More than 500 children waiting over a year to be seen by mental health service
The situation has been described as 'unconscionable' with one child in Cork waiting 21 months to be seen.
More than 500 children have been waiting more than a year to be seen by the Child and Adolescent Mental Health Service (Camhs).
The figure has emerged in the same week in which it was revealed that the percentage of referrals being taken on by Camhs around the country is continuing to fall, slipping below 50% in three health areas.
In a response to a parliamentary question tabled by Cork East TD Sean Sherlock, the HSE said 4,294 young people were waiting to be seen by Camhs, with CHO4 — Cork and Kerry — the area with the highest number, 826.
Of the 508 children waiting more than a year to be seen, 186 are in Cork and Kerry, while 116 are in CHO3, which covers Limerick, Clare, and North Tipperary.
A total of 1,579 children around the country have been waiting at least six months to be seen.
Mr Sherlock described the situation as "unconscionable". The Labour TD said in his own constituency he had been working on behalf of the family of one child who has waited 21 months to access Camhs.
He said: "This is another example of a postcode lottery in operation with children and families the collateral damage.
"I want to reassure people that we continue to press the HSE but I'm not buying into the recruitment argument that's been put to us day in, day out by the HSE and the Government, in other words, that they don't have enough frontline staff and they're not able to recruit them.
"Because I think if you try hard enough, if you go out to the world, if you create the right packages for people, you will be able to attract people in those frontline staff and, at the end of the day, this is about children and adolescents.

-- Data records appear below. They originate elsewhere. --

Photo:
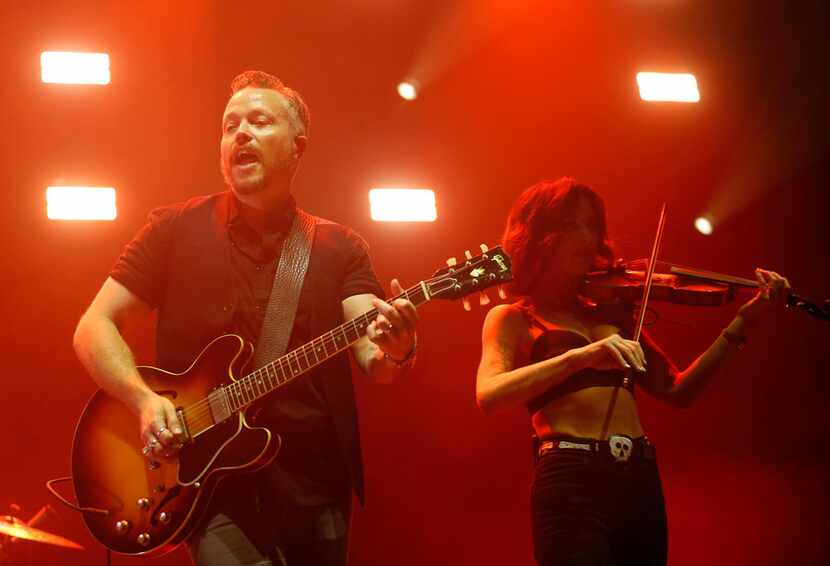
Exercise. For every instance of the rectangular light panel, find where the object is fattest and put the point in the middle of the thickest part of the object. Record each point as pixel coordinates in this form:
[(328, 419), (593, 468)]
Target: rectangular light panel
[(80, 203), (402, 205), (69, 67), (668, 87)]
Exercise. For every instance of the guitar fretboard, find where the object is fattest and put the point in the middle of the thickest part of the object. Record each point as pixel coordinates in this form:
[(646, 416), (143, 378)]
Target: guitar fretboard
[(260, 382)]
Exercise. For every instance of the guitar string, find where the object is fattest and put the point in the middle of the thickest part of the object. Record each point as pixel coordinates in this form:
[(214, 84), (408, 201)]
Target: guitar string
[(243, 392)]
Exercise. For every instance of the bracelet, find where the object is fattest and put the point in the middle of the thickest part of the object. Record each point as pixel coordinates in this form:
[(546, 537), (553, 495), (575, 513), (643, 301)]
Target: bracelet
[(408, 361), (734, 339)]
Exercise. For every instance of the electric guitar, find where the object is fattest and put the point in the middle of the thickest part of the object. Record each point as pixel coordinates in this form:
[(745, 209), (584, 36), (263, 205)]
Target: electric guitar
[(140, 505)]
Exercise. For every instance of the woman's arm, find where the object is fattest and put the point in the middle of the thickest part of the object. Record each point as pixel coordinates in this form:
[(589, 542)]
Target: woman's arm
[(501, 385), (681, 388)]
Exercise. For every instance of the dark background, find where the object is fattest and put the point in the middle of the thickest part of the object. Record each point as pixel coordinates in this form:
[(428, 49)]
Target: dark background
[(514, 91)]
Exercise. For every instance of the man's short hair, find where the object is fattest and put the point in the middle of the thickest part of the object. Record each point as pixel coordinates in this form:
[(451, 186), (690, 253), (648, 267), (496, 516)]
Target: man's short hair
[(260, 79)]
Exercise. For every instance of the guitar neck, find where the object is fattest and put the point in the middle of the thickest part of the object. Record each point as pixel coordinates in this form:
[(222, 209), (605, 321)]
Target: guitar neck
[(295, 363)]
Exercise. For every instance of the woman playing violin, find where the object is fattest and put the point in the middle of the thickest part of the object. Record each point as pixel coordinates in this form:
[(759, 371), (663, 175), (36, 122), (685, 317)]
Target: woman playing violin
[(596, 496)]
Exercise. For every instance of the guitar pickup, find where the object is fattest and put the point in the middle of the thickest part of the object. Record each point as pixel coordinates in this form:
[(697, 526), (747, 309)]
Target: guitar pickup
[(220, 408)]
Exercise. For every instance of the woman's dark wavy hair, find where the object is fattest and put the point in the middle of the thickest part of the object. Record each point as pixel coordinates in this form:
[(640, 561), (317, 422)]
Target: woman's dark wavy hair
[(536, 222)]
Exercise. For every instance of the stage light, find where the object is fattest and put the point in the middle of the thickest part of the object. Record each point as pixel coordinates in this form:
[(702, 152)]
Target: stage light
[(668, 87), (80, 203), (68, 67), (408, 90), (703, 225), (402, 205)]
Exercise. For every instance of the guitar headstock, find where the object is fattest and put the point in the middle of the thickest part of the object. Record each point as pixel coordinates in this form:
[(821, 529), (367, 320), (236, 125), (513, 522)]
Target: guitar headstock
[(490, 268)]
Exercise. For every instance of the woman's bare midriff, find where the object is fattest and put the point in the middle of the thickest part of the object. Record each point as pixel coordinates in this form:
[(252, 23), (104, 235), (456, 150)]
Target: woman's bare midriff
[(582, 413)]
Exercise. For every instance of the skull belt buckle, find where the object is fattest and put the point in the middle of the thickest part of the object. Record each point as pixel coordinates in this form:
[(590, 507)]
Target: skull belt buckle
[(621, 447)]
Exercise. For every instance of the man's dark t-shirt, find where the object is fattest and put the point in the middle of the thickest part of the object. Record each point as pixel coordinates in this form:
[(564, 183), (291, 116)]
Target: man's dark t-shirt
[(309, 469)]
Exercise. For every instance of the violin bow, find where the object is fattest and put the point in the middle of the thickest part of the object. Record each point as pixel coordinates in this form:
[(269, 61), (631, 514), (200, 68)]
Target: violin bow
[(652, 262)]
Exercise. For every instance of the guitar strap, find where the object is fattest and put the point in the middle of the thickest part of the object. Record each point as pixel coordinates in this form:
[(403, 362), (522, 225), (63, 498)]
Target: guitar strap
[(285, 294)]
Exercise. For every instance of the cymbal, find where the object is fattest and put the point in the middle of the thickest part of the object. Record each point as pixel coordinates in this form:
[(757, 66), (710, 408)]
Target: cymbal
[(18, 529)]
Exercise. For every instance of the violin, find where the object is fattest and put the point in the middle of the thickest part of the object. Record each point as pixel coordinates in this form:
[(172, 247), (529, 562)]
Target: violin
[(624, 283), (629, 282)]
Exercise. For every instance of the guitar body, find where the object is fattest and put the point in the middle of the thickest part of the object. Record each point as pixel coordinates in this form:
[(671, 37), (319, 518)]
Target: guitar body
[(153, 504), (139, 505)]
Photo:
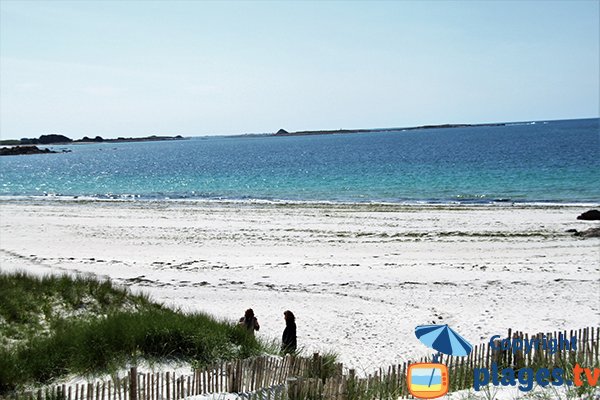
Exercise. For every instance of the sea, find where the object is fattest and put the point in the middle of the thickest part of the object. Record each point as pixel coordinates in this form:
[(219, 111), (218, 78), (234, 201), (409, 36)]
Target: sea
[(528, 162)]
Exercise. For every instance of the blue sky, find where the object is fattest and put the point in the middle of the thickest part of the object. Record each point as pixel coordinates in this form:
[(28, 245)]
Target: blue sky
[(138, 68)]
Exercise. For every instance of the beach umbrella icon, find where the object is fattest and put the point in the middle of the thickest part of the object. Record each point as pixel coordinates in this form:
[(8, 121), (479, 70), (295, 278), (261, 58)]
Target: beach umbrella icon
[(443, 339)]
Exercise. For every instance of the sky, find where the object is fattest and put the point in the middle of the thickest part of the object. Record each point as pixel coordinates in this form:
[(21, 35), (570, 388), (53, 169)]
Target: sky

Their futures count, and we want to keep fighting for them.”
Earlier this week, figures released under Freedom of Information show that that the number of referrals accepted into Camhs had gone from 72% in 2020, to 67% last year, to 62% in the first four months of this year.
The figures from the HSE show all nine community health organisations (CHOs) have seen some form of decline this year compared to the situation in 2020, and that while the decline in referrals accepted is modest in some areas, it is significant in others.
For example, in CHO4, 70% of referrals were accepted in 2020, which fell to 59% last year and just 47% for the first four months of 2022.
In CHO9 — Dublin North, Dublin North Central and Dublin North West — the rate of referral acceptance into Camhs has gone from 62% in 2020 to 56% last year and just 45% to the end of April this year.
The data shows that hundreds of referrals have been accepted into facilities including Linn Dara, where almost half the beds at its in-patient unit have been closed temporarily due to a staffing shortage.
Merlin Park, Eist Linn, and St Vincent's have also dealt with a number of referrals in recent years.